Portishead – “Magic Doors”

Earlier this year I had a friend over studying in my room and I was playing from my chill playlist on shuffle, which, much like it sounds, is a selection from my iTunes library that I think is relaxing and easy to work to. It was at this song that they said I have really weird music.

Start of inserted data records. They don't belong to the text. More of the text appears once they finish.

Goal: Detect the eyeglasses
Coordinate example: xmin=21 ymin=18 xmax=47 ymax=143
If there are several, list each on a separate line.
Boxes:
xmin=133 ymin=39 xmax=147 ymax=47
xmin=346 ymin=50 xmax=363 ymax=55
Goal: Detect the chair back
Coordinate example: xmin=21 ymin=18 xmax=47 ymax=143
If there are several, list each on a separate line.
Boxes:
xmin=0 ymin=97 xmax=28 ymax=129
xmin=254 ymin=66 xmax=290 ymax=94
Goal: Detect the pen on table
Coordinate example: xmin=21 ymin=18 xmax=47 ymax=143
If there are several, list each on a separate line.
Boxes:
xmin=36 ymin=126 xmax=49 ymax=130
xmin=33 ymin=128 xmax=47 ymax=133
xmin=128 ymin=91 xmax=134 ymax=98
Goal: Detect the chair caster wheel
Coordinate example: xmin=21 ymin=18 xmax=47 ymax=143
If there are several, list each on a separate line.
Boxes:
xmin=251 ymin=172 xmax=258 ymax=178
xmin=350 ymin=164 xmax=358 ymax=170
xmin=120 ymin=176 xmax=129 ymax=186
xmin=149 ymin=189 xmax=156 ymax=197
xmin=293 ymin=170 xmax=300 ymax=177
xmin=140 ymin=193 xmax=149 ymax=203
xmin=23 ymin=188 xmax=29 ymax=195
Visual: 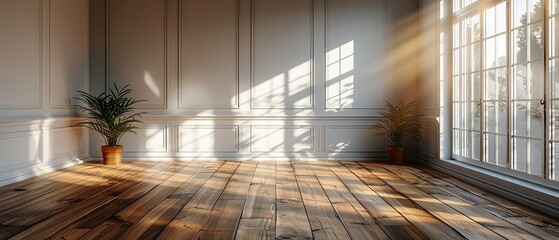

The Mountain Goats – “Cry for Judas”

Over the past year and a half or so, The Mountain Goats have become a favorite band of mine and increasingly important. I got into them a little after the release of All Eternals Deck, and so this is the first new album they’ve released since I became a fan, and kind of an insanely obsessed fan at that, admittedly. I preordered Transcendental Youth to get the bonus 7″ vinyl. I don’t own a record player, nor how to use one. I’m still looking for a way to display it somehow, but don’t know anything about vinyl. Thankfully, it also came with a small poster of the album artwork that I didn’t even know was coming, and I kind of freaked out about this, much to the annoyance of everyone who follows me on Twitter. Anyway, I kind of love the album a lot already, and this song is fantastic. “Some things you do just to see how bad they’ll make you feel” and “I am just a broken machine / and I do things that I do not mean” are two of some of those lyrics that I’ve already got swimming around in my subconscious now that really bother my friends when I start singing them out of the blue and don’t realize I am. It’s probably an improvement over “I hope you die, I hope we both die”, though.